Northern Wilds Magazine
Bees are an important part of our environment, but they face threats such as habitat loss and the widespread use of pesticides.
Bees are an important part of our environment, but they face threats such as habitat loss and the widespread use of pesticides. | MARK DITMANSON
Along the Shore

Northern beekeeping: A sweet hobby

Pollinators, such as bees, are necessary for maintaining a healthy ecosystem. A majority of the crops that people rely on for food are pollinated by bees, and they can help promote better growth in flower gardens. People have kept honey bees domestically for thousands of years, drawn to their many benefits including beeswax and honey. Many people along Lake Superior’s North Shore keep honey bees, including Grand Marais resident Mark Ditmanson. Ditmanson is a member of the North Shore Hobby Beekeepers, a group based out of Cook County, Minnesota that began with a handful of beekeeping members and has now grown to around 15 people.

Grand Marais resident Mark Ditmanson has been keeping bees for the last 14 years.
While different beekeepers have different ways to house their bees, Mark Ditmanson uses a Langstroth hive. | MARK DITMANSON

“I’ve been keeping bees for the last 14 years,” said Ditmanson. “A friend encouraged me to get started. Around that time there was a big concern for pollinators. I got my first bees from local beekeepers and have been keeping bees ever since.”

Honey bees aren’t native to North America. They arrived with European settlement, and as bees naturally escape and start new hives, they’ve now spread across the continent and are kept throughout the U.S. and Canada. Although the Northland doesn’t have wild honey bees due to the harsh winters, they do well domestically and are great at pollinating local gardens.

“There are hives scattered all over Grand Marais, MN as well as outside of town,” Ditmanson said. “Anyone living in Grand Marais will see honey bees visiting their flowers—that’s grown over the last several years as more people have started beekeeping.”

For those just getting started with beekeeping, a first consideration is where and how to house them. A single hive can contain over 30,000 honey bees. While different beekeepers have different ways of housing their bees, Mark Ditmanson uses a kind of hive called a Langstroth hive, which has frames that slide in and out where the bees build their honeycombs. This design makes it easy for beekeepers to check whether the hive is healthy, whether it’s producing honey, and whether the queen bee is laying enough eggs.

Once a beekeeper finds suitable hives and gets their first bees, the work involved in keeping them varies throughout the year.
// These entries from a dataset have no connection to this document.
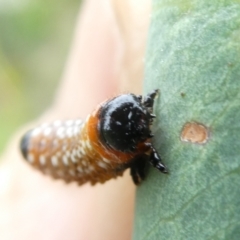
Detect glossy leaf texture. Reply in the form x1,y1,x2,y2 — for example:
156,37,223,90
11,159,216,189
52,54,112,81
134,0,240,240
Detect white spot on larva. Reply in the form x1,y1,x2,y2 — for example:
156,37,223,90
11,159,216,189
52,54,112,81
27,153,35,163
39,155,46,165
57,127,65,138
86,140,92,150
81,141,86,148
75,119,82,125
82,160,87,166
97,161,108,169
51,156,58,167
62,155,68,166
65,151,71,157
53,120,62,127
88,165,95,172
86,114,90,122
128,112,132,120
40,123,49,129
102,158,111,163
40,138,47,150
43,127,52,136
32,128,41,136
52,138,58,148
68,169,76,177
116,121,122,126
57,171,64,177
66,127,73,138
62,144,67,152
77,151,82,158
73,126,79,135
65,120,73,126
71,154,77,163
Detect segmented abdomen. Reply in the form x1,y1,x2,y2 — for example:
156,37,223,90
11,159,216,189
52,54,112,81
21,115,126,184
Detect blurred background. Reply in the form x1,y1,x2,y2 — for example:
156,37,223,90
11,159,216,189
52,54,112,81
0,0,81,154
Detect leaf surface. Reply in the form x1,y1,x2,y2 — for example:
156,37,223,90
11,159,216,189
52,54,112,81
134,0,240,240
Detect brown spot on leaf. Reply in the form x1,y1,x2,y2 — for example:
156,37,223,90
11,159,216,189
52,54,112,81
181,122,209,144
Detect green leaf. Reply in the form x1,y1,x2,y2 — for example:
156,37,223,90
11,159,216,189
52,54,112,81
134,0,240,240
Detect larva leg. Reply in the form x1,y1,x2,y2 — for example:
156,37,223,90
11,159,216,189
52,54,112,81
130,155,147,185
149,147,168,173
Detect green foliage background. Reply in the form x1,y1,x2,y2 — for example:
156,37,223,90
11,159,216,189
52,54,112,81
0,0,81,153
134,0,240,240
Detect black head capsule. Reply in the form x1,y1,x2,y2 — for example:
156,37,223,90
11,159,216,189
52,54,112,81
99,94,152,152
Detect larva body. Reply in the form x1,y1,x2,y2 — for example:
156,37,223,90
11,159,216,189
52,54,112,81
21,90,167,185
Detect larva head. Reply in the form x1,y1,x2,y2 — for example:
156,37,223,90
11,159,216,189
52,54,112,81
98,94,157,152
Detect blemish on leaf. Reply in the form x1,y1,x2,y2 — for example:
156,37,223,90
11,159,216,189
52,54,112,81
181,122,209,144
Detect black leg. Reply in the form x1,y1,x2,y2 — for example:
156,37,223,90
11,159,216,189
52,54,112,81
143,89,159,109
130,156,147,185
149,147,168,173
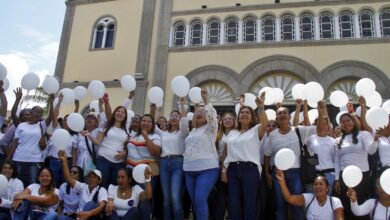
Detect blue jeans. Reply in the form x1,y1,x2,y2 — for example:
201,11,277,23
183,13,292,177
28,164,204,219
14,161,40,187
96,156,125,189
160,156,184,220
273,168,304,220
14,200,57,220
184,168,219,220
227,162,260,220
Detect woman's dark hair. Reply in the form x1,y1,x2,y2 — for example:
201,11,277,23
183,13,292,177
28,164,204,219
66,166,84,194
337,113,359,149
38,167,56,193
137,114,156,136
104,105,127,136
1,160,18,178
237,105,257,130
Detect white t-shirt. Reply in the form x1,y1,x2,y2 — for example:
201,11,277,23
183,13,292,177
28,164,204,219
264,126,316,168
12,121,47,163
27,183,59,212
351,199,390,220
97,127,129,163
306,134,337,171
302,193,343,220
224,125,262,174
108,185,144,217
58,183,80,213
74,181,107,211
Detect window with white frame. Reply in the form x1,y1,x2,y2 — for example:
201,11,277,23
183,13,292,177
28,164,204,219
379,9,390,37
173,21,186,47
91,17,116,49
301,14,314,40
191,20,203,45
207,19,221,44
320,13,334,39
243,17,257,43
359,10,375,37
339,11,355,38
280,15,295,40
225,18,238,44
262,16,275,41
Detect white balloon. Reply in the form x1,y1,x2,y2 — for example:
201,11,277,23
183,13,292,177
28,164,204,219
148,86,164,104
88,80,106,99
51,129,71,150
187,112,194,121
171,76,190,97
366,107,389,130
0,63,7,80
365,91,382,108
121,75,137,92
265,109,276,120
244,93,257,109
275,148,295,170
342,165,363,188
21,73,40,90
89,100,99,112
73,86,87,101
59,88,75,105
307,109,318,124
291,83,305,99
3,78,9,91
133,164,150,183
272,88,284,103
303,82,324,103
355,78,376,98
0,174,8,195
188,87,203,103
67,113,85,132
42,76,60,94
336,111,348,125
329,90,348,108
382,100,390,114
379,168,390,195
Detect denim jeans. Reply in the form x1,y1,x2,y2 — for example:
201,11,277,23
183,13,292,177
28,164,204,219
14,161,40,187
96,156,125,189
227,162,260,220
184,168,219,220
160,156,184,220
273,168,304,220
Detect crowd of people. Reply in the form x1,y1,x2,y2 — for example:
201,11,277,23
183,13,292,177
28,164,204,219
0,81,390,220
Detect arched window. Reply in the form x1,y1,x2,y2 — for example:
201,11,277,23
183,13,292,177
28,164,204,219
225,18,238,44
320,13,334,39
207,19,221,44
173,21,186,47
339,11,354,38
280,15,295,40
301,14,314,40
359,10,375,37
91,17,116,49
380,9,390,36
262,16,275,41
243,17,256,42
191,20,203,45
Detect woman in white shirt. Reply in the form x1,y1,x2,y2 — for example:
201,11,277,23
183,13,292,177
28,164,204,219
183,90,219,219
275,170,344,220
0,160,24,220
106,168,152,220
221,93,268,219
347,177,390,220
12,167,58,220
82,106,129,188
156,98,189,220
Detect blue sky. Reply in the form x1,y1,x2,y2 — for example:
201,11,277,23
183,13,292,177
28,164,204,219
0,0,66,108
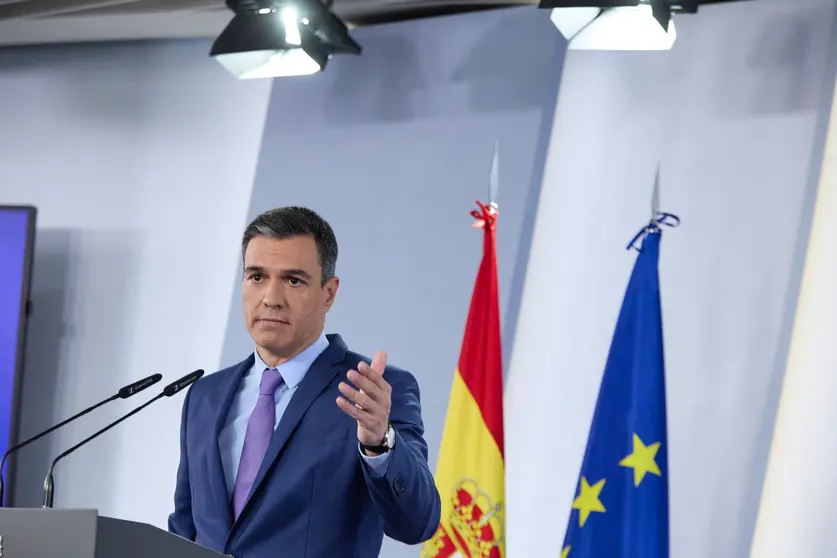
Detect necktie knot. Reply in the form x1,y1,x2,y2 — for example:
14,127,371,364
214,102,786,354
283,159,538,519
259,368,282,397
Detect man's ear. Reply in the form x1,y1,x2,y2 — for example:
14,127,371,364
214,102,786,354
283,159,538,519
323,276,340,312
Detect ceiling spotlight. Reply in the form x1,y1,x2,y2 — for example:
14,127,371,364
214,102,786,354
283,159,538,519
210,0,361,79
540,0,677,50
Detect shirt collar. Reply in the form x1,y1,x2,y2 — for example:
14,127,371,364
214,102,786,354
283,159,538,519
252,333,328,389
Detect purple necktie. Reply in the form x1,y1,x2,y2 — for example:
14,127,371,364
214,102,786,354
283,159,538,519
233,368,282,519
In the winter, the hives have to be insulated to protect them from the harsh weather, and in the spring, beekeepers feed the hives with sugar. Some other tasks include keeping hives protected from hungry bears and watching for swarms in early summer.

A Langstroth hive has frames that slide in and out where the bees build their honeycombs making it easy for beekeepers to check whether the hive is healthy, whether it’s producing honey, and whether the queen bee is laying enough eggs.
A Langstroth hive has frames that slide in and out where the bees build their honeycombs making it easy for beekeepers to check whether the hive is healthy, whether it’s producing honey, and whether the queen bee is laying enough eggs.

Bee swarms occur when a new queen hatches. The new queen will leave the hive with a large portion of the worker bees to start a new colony. Typically, a swarm of honey bees will try to find a hollow tree to use for a new hive. But since there aren’t hollow trees in this area that honey bees need, a swarm will die if the beekeeper doesn’t catch them.

“Swarming bees are docile,” said Ditmanson. “They have a lot of honey and are focused on following the queen. When bees swarm on a tree branch, you can climb and cut off the branch with the swarm, and put them in a new box. The bees will follow the queen down into a new box since they’re following her smell.”

While honey production may seem like the primary reason to keep domestic bees, beekeepers in the Northland don’t always collect a lot of honey. “We get some honey up here, depending on how close your hives are to meadows and blossoms,” said Ditmanson. “The boreal forest doesn’t have blossoms, and since bees will only fly three miles to get food, whether or not you’ll get honey from your bees is very location-dependent.”

Despite that, Ditmanson said that beekeeping is a very rewarding practice. “Part of the joy is learning about the bees. I’ve seen them do their waggle dance, heard the queens give signals, and smelled their alarm smell. The more you learn about bees, the more you can respond to them. You learn to respect their space so they’ll want to stay. And since bees are so dependent on their surroundings, you become much more in-tuned to nature’s rhythms and are more aware of your own surroundings.”

How you can help the bees:

While bees are an important part of our environment, they also face threats such as loss of habitat and the widespread use of pesticides that weaken and disorient bees. Some ways people can help include planting bee-friendly flowers grown in natural soil and encouraging nurseries to grow plants in pesticide-free soil (pesticides in soil can make it into a flower’s nectar and harm bees). Any effort to help our pollinators helps to support a healthy and balanced ecosystem.